É de surpreender que tanta gente (como se pode notar em qualquer posto Brasil afora) prefira usar a comum, por uma diferença de alguns centavos por litro, e abrir mão de um motor limpo por dentro e de menores manutenções. A distribuidora Texaco bem que tomou a direção certa ao lançar em 2007 as gasolinas com aditivo de limpeza Techron, fornecido em dois níveis, um deles em substituição à comum. Com isso, mesmo os interessados em menor custo de abastecimento passavam a usar algum teor de aditivo — mas a venda da rede de postos da empresa ao Grupo Ultra, que a converteu à marca Ipiranga em 2012, pôs fim à iniciativa.

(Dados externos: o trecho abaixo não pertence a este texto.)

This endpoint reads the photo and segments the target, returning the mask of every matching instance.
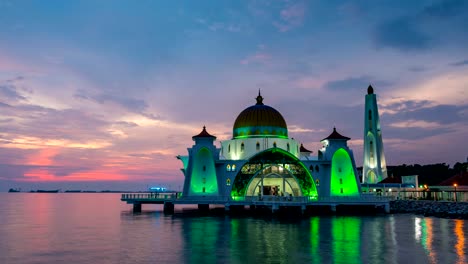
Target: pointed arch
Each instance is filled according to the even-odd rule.
[[[189,195],[218,195],[218,180],[213,154],[201,148],[193,158]]]
[[[335,151],[331,164],[330,195],[358,196],[359,188],[349,153],[343,148]]]
[[[231,195],[235,197],[245,196],[246,189],[256,173],[266,167],[278,165],[297,180],[300,193],[303,196],[317,197],[317,187],[309,169],[294,155],[279,148],[267,149],[254,155],[242,167],[232,182]]]

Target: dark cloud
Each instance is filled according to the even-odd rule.
[[[429,100],[401,100],[385,105],[385,109],[391,111],[414,111],[422,107],[429,107],[431,104],[433,102]]]
[[[16,89],[16,86],[11,83],[0,84],[0,99],[6,102],[16,102],[26,100]]]
[[[325,89],[335,90],[335,91],[345,91],[345,90],[365,90],[367,87],[372,84],[373,86],[389,86],[391,85],[388,81],[375,80],[369,76],[361,77],[350,77],[342,80],[329,81],[324,84]]]
[[[389,123],[402,120],[421,120],[442,125],[468,123],[468,119],[463,116],[463,113],[468,111],[468,105],[427,106],[429,104],[431,104],[429,101],[405,101],[393,106],[397,111],[395,114],[385,113],[382,116]]]
[[[93,94],[89,94],[88,92],[84,90],[78,91],[77,93],[73,95],[73,97],[75,99],[89,100],[89,101],[93,101],[99,104],[110,102],[132,113],[138,113],[153,120],[161,120],[161,117],[159,115],[155,115],[155,114],[147,112],[148,104],[146,103],[145,100],[136,99],[133,97],[119,96],[115,94],[106,94],[106,93],[93,95]]]
[[[428,48],[431,39],[417,28],[415,21],[404,17],[377,26],[374,41],[378,47],[408,51]]]
[[[382,135],[384,138],[394,139],[407,139],[407,140],[419,140],[436,135],[443,135],[453,132],[453,128],[438,127],[438,128],[420,128],[420,127],[394,127],[388,124],[388,122],[382,125]]]
[[[425,72],[429,70],[429,68],[425,66],[412,66],[412,67],[409,67],[408,70],[410,72]]]
[[[378,48],[427,50],[441,44],[462,43],[468,39],[467,26],[467,1],[437,1],[415,14],[400,16],[377,25],[373,40]],[[462,48],[466,49],[466,45]]]
[[[118,122],[115,122],[114,124],[119,125],[119,126],[123,126],[123,127],[137,127],[138,126],[137,123],[126,122],[126,121],[118,121]]]
[[[57,110],[37,105],[18,104],[2,107],[7,119],[21,118],[14,124],[0,122],[0,130],[11,137],[30,136],[42,139],[68,139],[74,141],[95,141],[108,139],[106,131],[111,123],[103,117],[75,109]]]
[[[468,60],[461,60],[454,63],[450,63],[450,66],[465,66],[468,65]]]

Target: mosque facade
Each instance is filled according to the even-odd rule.
[[[232,138],[215,145],[206,127],[192,137],[194,145],[182,161],[183,196],[243,200],[272,196],[360,196],[361,187],[350,139],[336,128],[320,142],[316,155],[290,138],[280,112],[263,103],[236,118]]]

O teor de álcool traz um problema
adicional: requer extensa adaptação dos
veículos importados para seu uso no Brasil
Em 2009 a Agência Nacional do Petróleo, Gás Natural e Biocombustíveis (ANP) havia determinado a aditivação de toda gasolina vendida no País a partir de 2014. No entanto, por uma dessas trapalhadas governamentais que cada vez mais se tornam a cara do Brasil, a medida foi adiada para julho de 2015 por uma divergência entre a agência (que quer a aditivação nas refinarias) e a Petrobras, que prefere deixar a tarefa às distribuidoras.
Outra questão: o Brasil é o único país que adiciona entre 20% e 25% de álcool à gasolina (o teor deveria ser de 22%, mas tem variado conforme a pressão dos usineiros junto ao governo federal). Embora benéfico à octanagem e à redução das emissões de gás carbônico (CO2), o álcool reduz o poder calorífico do combustível, ou seja, o carro com a chamada E22 roda menos quilômetros por litro que com gasolina pura — ou com menos álcool — de igual octanagem. Vários países adotaram a gasolina E10, com teor de álcool de 10%, com foco na menor emissão de CO2, mas oferecem a pura a quem preferir.

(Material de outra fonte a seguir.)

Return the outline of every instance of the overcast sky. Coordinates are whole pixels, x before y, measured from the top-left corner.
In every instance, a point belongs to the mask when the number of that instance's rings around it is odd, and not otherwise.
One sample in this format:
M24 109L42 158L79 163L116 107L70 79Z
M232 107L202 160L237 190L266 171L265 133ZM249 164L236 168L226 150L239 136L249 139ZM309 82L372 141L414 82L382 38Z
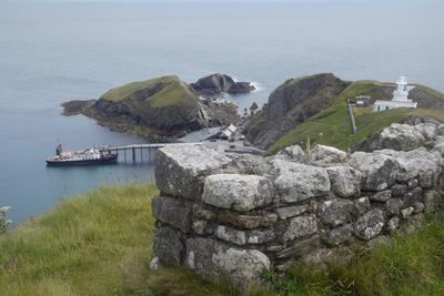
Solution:
M405 0L0 0L8 2L375 2ZM421 0L413 0L421 1Z

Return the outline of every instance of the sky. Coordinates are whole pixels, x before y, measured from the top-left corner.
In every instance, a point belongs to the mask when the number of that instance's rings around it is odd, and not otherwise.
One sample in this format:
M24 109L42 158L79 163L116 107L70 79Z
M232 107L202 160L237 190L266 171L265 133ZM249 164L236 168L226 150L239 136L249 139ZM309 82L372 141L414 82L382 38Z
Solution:
M0 2L375 2L406 0L0 0ZM412 0L421 1L421 0Z

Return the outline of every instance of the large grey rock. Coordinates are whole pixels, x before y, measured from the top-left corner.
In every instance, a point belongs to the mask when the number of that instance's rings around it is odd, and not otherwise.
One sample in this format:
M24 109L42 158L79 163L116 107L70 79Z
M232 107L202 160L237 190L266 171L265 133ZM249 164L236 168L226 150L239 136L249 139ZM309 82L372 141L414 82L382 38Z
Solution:
M365 152L353 153L350 164L364 174L363 188L367 191L383 191L391 186L398 166L393 156Z
M319 164L343 163L349 154L335 147L315 145L311 151L312 161Z
M229 157L205 145L168 145L155 154L155 184L163 193L195 200L202 194L203 177L230 162Z
M359 196L361 193L362 173L350 166L330 166L329 173L332 191L340 197Z
M214 234L218 238L223 239L225 242L230 242L236 245L246 244L246 235L245 232L238 231L232 227L218 225L215 227Z
M387 231L393 232L393 231L397 229L400 227L400 223L401 223L401 221L398 217L393 217L393 218L389 220Z
M157 220L170 224L184 233L191 229L192 203L167 196L154 196L152 212Z
M398 163L396 180L400 182L417 177L421 186L431 187L436 184L442 171L442 156L438 153L428 152L425 147L408 152L384 150L379 151L379 153L391 154L396 157Z
M322 167L273 160L274 186L282 201L293 203L321 196L330 191L330 178Z
M232 173L242 172L250 175L264 175L270 171L270 164L260 155L226 153L226 156L233 160L231 166L233 166L234 170L229 169Z
M248 232L246 243L250 245L265 244L276 239L275 233L272 229L250 231Z
M384 223L383 211L381 208L372 210L356 221L355 235L369 241L381 233Z
M435 123L425 122L413 125L413 127L420 132L426 141L434 141L438 135L438 129Z
M211 238L186 241L185 264L206 279L228 277L243 289L260 283L270 259L260 251L230 247Z
M335 198L322 202L317 216L324 224L335 227L349 223L353 211L354 204L352 201Z
M321 247L321 237L313 235L304 239L296 239L292 245L285 247L276 253L276 258L295 258L309 254L313 249Z
M433 151L440 153L440 155L444 157L444 137L441 137L440 141L436 142L435 146L433 147Z
M222 212L218 221L233 225L236 228L253 229L258 227L272 226L278 221L278 215L269 212L260 212L254 215L240 215L233 212Z
M179 233L171 227L154 228L152 247L160 262L165 265L180 265L185 251Z
M349 265L354 258L354 253L349 247L320 248L303 256L301 262L305 265L316 265L316 268L327 271L329 266Z
M392 186L392 195L393 196L403 196L406 193L407 193L407 185L395 184Z
M327 232L322 239L330 246L339 246L350 242L353 231L353 225L347 224Z
M274 157L297 163L306 163L307 161L305 152L302 150L300 145L287 146L278 152L278 154Z
M303 237L317 232L317 221L315 215L297 216L290 220L289 226L282 239L284 242Z
M385 203L385 208L390 215L397 215L402 206L403 201L398 197L391 198Z
M299 216L309 211L309 205L292 205L276 208L279 218L286 220L290 217Z
M403 220L407 220L412 216L415 208L413 206L407 206L406 208L401 210L401 217Z
M437 191L427 191L424 194L424 212L432 214L443 207L443 195Z
M273 187L263 176L216 174L205 178L202 202L226 210L246 212L273 202Z
M370 207L370 198L363 196L354 201L354 208L357 214L365 213Z
M376 192L376 193L370 195L370 200L375 201L375 202L386 202L390 200L390 197L392 197L391 190L380 191L380 192Z
M416 202L422 201L423 190L421 187L415 187L407 192L401 200L403 201L403 206L414 205Z

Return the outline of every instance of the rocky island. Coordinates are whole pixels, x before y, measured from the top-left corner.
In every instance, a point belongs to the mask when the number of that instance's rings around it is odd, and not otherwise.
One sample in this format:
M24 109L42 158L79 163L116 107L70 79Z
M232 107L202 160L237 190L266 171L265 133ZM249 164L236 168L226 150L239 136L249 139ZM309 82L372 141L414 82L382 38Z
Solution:
M374 112L372 104L391 98L395 86L369 80L344 81L332 73L289 79L244 122L244 133L253 145L274 154L293 144L305 146L309 139L312 146L321 143L354 150L392 123L444 122L444 94L421 84L410 91L417 109ZM360 96L369 101L353 108L357 125L353 134L347 101L353 103Z
M215 82L206 83L208 80ZM213 93L241 92L250 83L236 84L228 75L214 74L192 85L176 75L167 75L109 90L99 100L75 100L62 105L65 115L83 114L113 131L168 141L204 127L235 123L234 104L198 95L209 93L211 88Z

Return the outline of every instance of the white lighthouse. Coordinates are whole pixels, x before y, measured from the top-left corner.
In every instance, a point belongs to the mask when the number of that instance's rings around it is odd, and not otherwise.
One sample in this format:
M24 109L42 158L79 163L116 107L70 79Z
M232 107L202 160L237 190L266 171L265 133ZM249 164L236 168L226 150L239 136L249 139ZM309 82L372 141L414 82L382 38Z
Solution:
M377 100L373 104L373 111L380 112L397 108L416 109L417 103L408 99L408 92L414 88L415 86L408 85L407 79L405 76L400 76L396 80L396 89L393 91L392 101Z

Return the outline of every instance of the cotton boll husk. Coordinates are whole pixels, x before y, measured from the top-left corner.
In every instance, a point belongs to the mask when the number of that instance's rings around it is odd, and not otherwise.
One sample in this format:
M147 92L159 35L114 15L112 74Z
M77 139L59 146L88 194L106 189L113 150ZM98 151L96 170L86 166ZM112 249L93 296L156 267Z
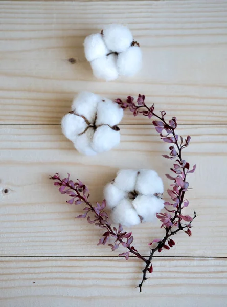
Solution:
M124 198L127 196L127 193L117 188L114 184L108 183L104 189L104 196L106 201L106 206L112 209Z
M142 52L138 46L129 47L118 55L117 61L119 75L134 75L142 67Z
M61 120L63 134L73 142L78 134L84 131L87 126L84 120L81 117L75 114L69 113Z
M155 196L139 195L132 201L132 205L144 222L151 222L164 207L164 201Z
M92 61L90 62L90 65L94 76L98 79L111 81L118 77L117 56L114 53Z
M137 177L135 190L143 195L163 194L163 181L154 170L141 169Z
M89 122L93 122L95 120L98 102L101 100L98 95L89 92L81 92L74 98L72 109L75 110L79 115L85 116Z
M92 147L97 152L107 151L119 144L120 138L119 131L107 125L101 126L95 132Z
M85 133L78 136L74 141L75 148L81 154L87 156L96 155L97 152L93 150L90 146L94 135L94 129L89 128Z
M103 36L100 33L87 36L83 46L85 57L89 62L109 53L109 50L104 42Z
M103 29L103 39L109 50L122 52L131 46L133 37L125 26L112 24Z
M115 179L115 184L121 190L132 192L135 190L137 170L134 169L121 169L119 170Z
M123 199L113 209L111 217L114 223L125 226L136 225L140 223L140 218L131 202L127 199Z
M117 103L110 99L103 98L98 104L96 125L107 124L111 126L115 126L120 123L123 116L123 109Z

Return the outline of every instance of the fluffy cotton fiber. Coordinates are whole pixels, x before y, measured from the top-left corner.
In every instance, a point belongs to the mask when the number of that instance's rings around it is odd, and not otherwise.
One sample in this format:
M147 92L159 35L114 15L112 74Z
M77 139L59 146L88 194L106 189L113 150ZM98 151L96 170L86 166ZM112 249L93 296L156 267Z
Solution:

O teor de álcool traz um problema adicional: requer extensa adaptação dos veículos importados para uso no Brasil. Esse problema já foi maior quando não existia E10 lá fora, pois muitos fabricantes previam apenas gasolina pura, ou E0, o que exigia alterações bem mais abrangentes para a proteção ao maior poder corrosivo do derivado da cana. Com motores e linhas de combustível já adequados à E10 em âmbito praticamente mundial, hoje é comum que a E22 possa ser usada sem problemas.
Em alguns casos é preciso reprogramação da central eletrônica; em outros, não. Mesmo assim, é sempre necessário validar o veículo, o que demanda onerosos testes — e ajuda a explicar por que muitos carros interessantes não são vendidos no Brasil.